Hey Stan 2004 I like this and so does my son Likes this system. Can you send me a drawing from bricks to optocoupler? If its not to much trouble. Need to peel onion a little more, Thx for your help

optocoupler

Are you saying you're going to dive into the deep-end of DIY component assembly, soldering, etc.?! 

The connection(s) from each brick to the optocoupler is thru a ~5-cent resistor and possibly a ~15-cent screw-terminal connector to make wiring neat.  I would mount the components on a ~50-cent prototyping board as illustrated above.  As mentioned above, if using the optocoupler it appears cheaper to buy 4 1-channel optocouplers (~25 cents each) than 1 4-channel optocoupler.  The behavior will be identical.

Note that you can use this optocoupler method to drive the IOT relay widget you bought too.  As I've mentioned before it all comes down to EXACTLY what features you want - for example over-ride switches, status lights, and so on.  You said you want what Clem has; I appreciate that but we really don't know exactly what Clem has and I'm not the guy that will ask him to dis-assemble his system, take photos, etc.

Yes My son and I are going to try. I sent the Iot relay back thx for help My son is going to school for controls engineering So we need diaghrams to go by, The optocouplers are new 2 him. and me.So Me, Erick my son and Clem are on a learning project

I don't know if this is what you mean by a "diagram" but see if this helps.

4 block safety relay

To be clear this uses the method of switching the "hot" brick power.  It is assumed that all the brick commons and track block outer-rails are tied together.   

I found the following items available now on eBay though these have the 2-3 week delay from Asia.  I'm sure all these items are available domestically (Amazon,  eBay U.S. sellers) though my experience is this double or triples the cost.  As shown it looks like between $10-15 not including wire.

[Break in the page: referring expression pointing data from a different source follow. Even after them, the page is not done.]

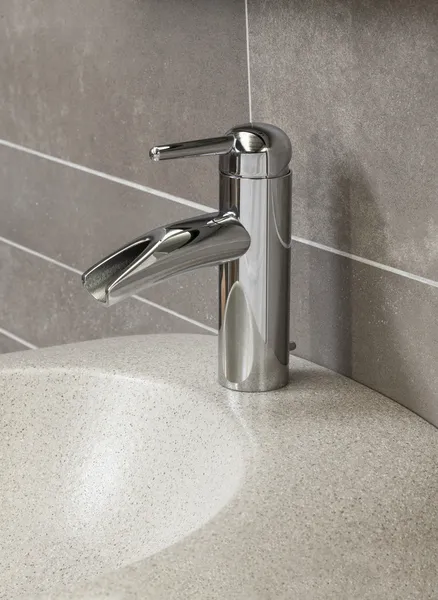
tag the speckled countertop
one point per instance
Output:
(338, 499)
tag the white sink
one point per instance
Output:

safety relay electrical parts

The electronics operates on 12V DC supplied by a wall-wart so you obviously need an available wall outlet.  IF this is a nuisance, an option is a ~$3 AC-to-DC converter module that would convert 18V AC from one of the AC bricks into 12V DC.  For example:

lm2596 ac to dc module

Everyone has there favorite way to assemble electronic circuits so to each his own.  One way is to use so-called prototyping board which has solder-able holes on a 0.1" (2.54mm) grid.  I show below the use of an IC socket for the optocouplers.  This way you solder the interconnection wires to the socket and not to the IC terminals.  The current flowing within the board is very small so something like #30 gauge solid would work fine.  It's also negligible current flowing between the bricks and this board, and this board to the relay module so thin wire can be used too.  Practically speaking these interconnections would use, say, #24 or #26 gauge or whatever you have lying around for hook-up wire.

safety relay mechanical parts

I suggest using 2-pin screw terminal blocks on the board: (4) on the input side from the 4 AC bricks, (1) to provide DC+ and DC-, and (1) for the trigger signal to the relay module.

I also don't show the use of terminal blocks, wire nuts, or whatever hookup method to distribute brick power as that's dependent on your layout and what you use today.

If you're using Clem's system as a model, I see he has some indicator/status lights and toggle switches to bypass/over-ride the safety shutdown function.  We can explore exactly how those would integrate or if you even need/want them.  First though, I suggest contemplating the above to re-affirm your decision to jump in.

But to your point, if your son is going into Controls Engineering, he and optocouplers will soon become BFFs.